Bosque será implantado para reduzir devastação

14/07/2008

A criação de um bosque em Maragogipinho, distrito de Aratuípe (a 220 km de Salvador), foi a alternativa sustentável encontrada para atender a produção de cerâmica artesanal, a principal atividade econômica da região.

Agora, pretende-se estimular o plantio de eucaliptos e outras árvores nativas para que a madeira possa ser utilizada nos fornos da produção de cerâmica.

Assim, evita-se o desmatamento das áreas verdes.

Essa medida será possível graças a um convênio firmado entre a Secretaria Estadual de Meio Ambiente (Sema) e a prefeitura da cidade. Com investimento pouco maior que R$ 31 mil, uma área de 10 hectares será utilizada.

Além disso, o projeto está sendo classificado como bosque energético e servirá de combustível na fabricação de peças em barro, beneficiando 600 famílias ligadas diretamente à produção de cerâmica.

O reflorestamento, a recomposição de matas ciliares e a arborização urbana também são objetivos do convênio. No bosque, haverá um viveiro capaz de produzir 100 mil mudas ao ano.

DOAÇÃO - Segundo o diretor do Departamento de Esporte e Lazer do município, Paulo Machado, a área do bosque pertence ao município, mas o terreno será doado. Isso trará benefícios às 115 olarias de Maragogipinho.

As olarias são cabanas rústicas de palha onde os trabalhadores lidam com o barro e fazem trabalhos de cerâmica. "Em um mês, daremos início à implantação do viveiro, que começará a produzir em quatro anos", diz.

As mudas de eucalipto serão doadas por diversas instituições que irão oferecer assistência técnica no plantio. "Depois da entrega da área, os técnicos vão fazer estudos e analisar quantas mudas serão necessárias para o plantio", informou o superintendente de biodiversidade, florestas e unidades de conservação da secretaria, Marcos Ferreira.

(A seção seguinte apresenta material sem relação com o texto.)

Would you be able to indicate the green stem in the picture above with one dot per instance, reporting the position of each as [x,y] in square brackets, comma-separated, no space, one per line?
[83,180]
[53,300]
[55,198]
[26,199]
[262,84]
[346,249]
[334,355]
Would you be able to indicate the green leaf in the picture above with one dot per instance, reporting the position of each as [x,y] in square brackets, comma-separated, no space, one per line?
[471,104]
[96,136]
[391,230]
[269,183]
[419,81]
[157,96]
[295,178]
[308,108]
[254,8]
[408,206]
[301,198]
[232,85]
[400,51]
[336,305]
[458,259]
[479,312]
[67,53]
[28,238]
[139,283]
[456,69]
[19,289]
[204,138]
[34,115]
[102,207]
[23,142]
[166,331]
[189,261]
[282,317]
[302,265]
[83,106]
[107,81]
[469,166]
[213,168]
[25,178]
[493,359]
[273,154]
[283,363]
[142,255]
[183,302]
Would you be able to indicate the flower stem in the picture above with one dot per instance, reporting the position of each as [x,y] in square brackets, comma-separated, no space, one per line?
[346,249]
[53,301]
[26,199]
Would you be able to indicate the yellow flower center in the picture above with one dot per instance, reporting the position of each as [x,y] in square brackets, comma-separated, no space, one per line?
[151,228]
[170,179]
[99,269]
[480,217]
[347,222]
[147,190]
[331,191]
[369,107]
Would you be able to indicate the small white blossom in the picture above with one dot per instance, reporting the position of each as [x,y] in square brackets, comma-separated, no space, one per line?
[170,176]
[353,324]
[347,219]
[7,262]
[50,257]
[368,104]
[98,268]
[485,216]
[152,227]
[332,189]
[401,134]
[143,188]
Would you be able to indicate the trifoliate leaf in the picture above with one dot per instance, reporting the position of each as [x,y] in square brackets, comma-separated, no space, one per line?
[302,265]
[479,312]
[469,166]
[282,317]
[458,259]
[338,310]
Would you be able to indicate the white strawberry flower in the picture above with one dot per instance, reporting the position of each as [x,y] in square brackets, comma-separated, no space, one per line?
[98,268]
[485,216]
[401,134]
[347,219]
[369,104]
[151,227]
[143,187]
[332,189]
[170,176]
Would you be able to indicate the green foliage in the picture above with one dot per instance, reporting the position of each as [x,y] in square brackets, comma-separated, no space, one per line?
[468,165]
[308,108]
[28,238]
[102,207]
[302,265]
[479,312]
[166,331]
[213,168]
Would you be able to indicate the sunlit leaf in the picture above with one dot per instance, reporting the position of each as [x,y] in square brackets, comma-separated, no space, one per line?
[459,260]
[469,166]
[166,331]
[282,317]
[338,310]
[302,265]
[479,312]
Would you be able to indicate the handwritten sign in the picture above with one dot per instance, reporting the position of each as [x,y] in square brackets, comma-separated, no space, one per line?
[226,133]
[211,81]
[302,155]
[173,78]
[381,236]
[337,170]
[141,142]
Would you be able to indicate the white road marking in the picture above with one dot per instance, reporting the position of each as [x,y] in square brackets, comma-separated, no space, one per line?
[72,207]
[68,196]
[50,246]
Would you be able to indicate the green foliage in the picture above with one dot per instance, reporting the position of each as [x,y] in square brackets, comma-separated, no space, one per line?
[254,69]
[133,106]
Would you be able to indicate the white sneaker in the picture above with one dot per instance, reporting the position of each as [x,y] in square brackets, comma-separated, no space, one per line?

AMBIENTE - Para Elenildes Santos, presidente da Associação de Auxílio Mútuo dos Oleiros de Maragogipinho (Aamon), que reúne 116 associados, o bosque energético será uma alternativa sustentável para a população.

"Nós, produtores, não temos licença ambiental para derrubar árvores e a implantação do bosque se torna um recurso legal, que pode ser utilizado com tranqüilidade", comemora.

A idéia surgiu da Aamom, que há muito tempo busca a preservação ambiental, devido à retirada de madeira para a queima de lenha nos fornos das olarias. Segundo Elenildes, essa retirada pode ter causado algum desmatamento na região. "Uma olaria usa em média um caminhão de lenha a cada dois meses. E não há replantio", justificou.

Para o secretário Juliano Matos, do Meio Ambiente, a iniciativa é pioneira, quando associada à produção de cerâmica no País. "Será o primeiro produto do tipo no Brasil a adquirir o selo verde, fruto da responsabilidade ambiental", previu. Matos disse ainda que é uma garantia para os jovens, assegurando desenvolvimento econômico e renda, aliados à proteção ao meio ambiente, para as futuras gerações.